Tuesday, January 20, 2015

The Girls From Winnetka by Marcia Chellis

Well, that was disappointing.

I was really looking forward to starting my TBR Pile Challenge reading list for 2015.  After finishing one giant doorstopper of a book (which I loved), and having about another 20 audio discs to go on a second, I naturally looked through the pile and chose the shortest book.  I have a really hard time leaping from one enormous book to another.  My choice was The Girls From Winnetka by Marcia Chellis. I received this as a prize drawing gift from another blogger back in 2010.   Unfortunately, I wasn't nearly as enamored of this book as she was.  

This is the true story of five friends, women who graduate in the same high school class in Winnetka, Illinois, an upscale Chicago suburb, in the late 1950s:  Annie, Margo, Barbie, Laura, and Brooke.  (No last names are given in this story; we don't even know the actual year they graduated).  The book covers their changing lives throughout the decades and examines them in light of the social upheaval of the 1960s and 70s, and the changing role of women.  Each chapter is split up between the five women as they live through different decades, from the 1950s through the 20th century, beginning and ending with a reunion of these lifelong friends.

I was particularly intrigued by this book because I love nonfiction (my entire TBR Pile Challenge list is nonfiction this year!) and because I lived for about ten years in Chicago and the suburbs.  I've been to Winnetka many times and actually know people who graduated from this very high school, New Trier. I also attended the same university as one of the women in the book, and I really hoped that this book would really connect with me.  

Unfortunately, it really didn't.  This book was published by a small independent publishing company, and it really showed.  I found the quality of the writing really lacking, with some serious errors in punctuation, and the style just felt amateurish.  (I should confess upfront that I am a person who becomes easily annoyed by the misuse of an apostrophe.) Maybe I'm especially nitpicky, but it really bugged me that the author (or editor) misused commas and italics repeatedly -- basic stuff that any middle school teacher would mark down.  I know my blog posts aren't always perfect, but I'm not asking anybody to pay to read my stuff. 

The story was also quite disjointed, with huge gaps in the narrative.   I think these women really did have interesting lives, and I'm quite sure I would have gotten more out of this book if it were better written.  I just couldn't get past the poor quality of the writing and editing.  It really seemed like a first draft to me.  It was only 240 pages, so it was a fast read, but I'm sure I would have liked it much better if it were longer and the women's histories were expanded.  

However, I won't be discouraged with the rest of my TBR Pile list; I've just started the next book on my list, and the first twelve pages of the prologue were infinitely better written than The Girls From Winnetka.  I've heard excellent things about nearly all of the other 11 books on the list, and the two alternates, so if nothing else I knocked the worst one off the list first.  


  1. It's always a bummer when a book doesn't live up to the expectation.

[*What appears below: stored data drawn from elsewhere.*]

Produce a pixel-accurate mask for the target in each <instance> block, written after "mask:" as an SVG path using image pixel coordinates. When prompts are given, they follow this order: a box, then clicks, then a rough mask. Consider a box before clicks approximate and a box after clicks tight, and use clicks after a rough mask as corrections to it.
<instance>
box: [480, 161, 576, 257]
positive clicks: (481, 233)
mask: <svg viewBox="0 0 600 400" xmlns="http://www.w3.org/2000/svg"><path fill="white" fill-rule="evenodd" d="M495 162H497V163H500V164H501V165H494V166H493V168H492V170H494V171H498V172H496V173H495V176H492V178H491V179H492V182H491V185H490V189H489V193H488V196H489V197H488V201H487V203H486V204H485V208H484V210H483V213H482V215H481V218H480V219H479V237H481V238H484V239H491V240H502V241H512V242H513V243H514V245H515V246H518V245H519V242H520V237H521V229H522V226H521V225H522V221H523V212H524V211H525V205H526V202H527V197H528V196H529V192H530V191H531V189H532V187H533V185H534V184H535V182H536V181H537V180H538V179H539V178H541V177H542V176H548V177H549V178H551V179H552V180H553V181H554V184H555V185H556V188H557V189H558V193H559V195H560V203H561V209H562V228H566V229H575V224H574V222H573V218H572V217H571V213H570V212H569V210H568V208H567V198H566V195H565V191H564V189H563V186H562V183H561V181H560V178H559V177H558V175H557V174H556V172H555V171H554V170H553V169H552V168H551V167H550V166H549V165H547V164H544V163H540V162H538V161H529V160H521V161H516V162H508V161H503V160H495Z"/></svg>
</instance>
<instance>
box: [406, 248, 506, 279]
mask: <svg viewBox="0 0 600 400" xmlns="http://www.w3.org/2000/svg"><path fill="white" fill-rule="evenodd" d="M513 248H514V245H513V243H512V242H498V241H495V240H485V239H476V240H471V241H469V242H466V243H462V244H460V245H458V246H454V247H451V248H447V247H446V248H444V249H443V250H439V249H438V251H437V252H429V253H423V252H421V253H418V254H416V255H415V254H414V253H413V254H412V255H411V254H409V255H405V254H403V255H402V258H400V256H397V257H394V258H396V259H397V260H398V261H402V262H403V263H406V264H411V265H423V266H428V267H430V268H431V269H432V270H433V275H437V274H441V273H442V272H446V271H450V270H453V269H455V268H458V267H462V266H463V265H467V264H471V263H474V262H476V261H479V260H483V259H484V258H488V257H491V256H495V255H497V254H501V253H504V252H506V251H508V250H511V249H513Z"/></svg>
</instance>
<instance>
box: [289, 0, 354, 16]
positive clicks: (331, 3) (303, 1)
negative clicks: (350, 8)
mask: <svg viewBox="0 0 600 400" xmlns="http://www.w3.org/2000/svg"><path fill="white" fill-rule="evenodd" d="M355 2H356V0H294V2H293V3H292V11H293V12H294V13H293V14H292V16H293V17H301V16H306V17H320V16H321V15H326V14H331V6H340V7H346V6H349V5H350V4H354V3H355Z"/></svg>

This one sounds good, too. And, I'm with you. Poor editing just grates me. I'm all for the independent publishers, but it's so clearly evident when they don't pay for good editors or proofreaders.

    1. It was disappointing. There's no excuse for poor editing, especially with spell-check and all the proofreading software nowadays.

  2. I'm sorry you didn't enjoy it more, and the bad editing would drive me crazy. I am with you on misused apostrophes! But doesn't it feel good to cross it off the list?

    1. Yes, and I've already donated it to the library! Maybe someone else will take it and donate $1, so there's that.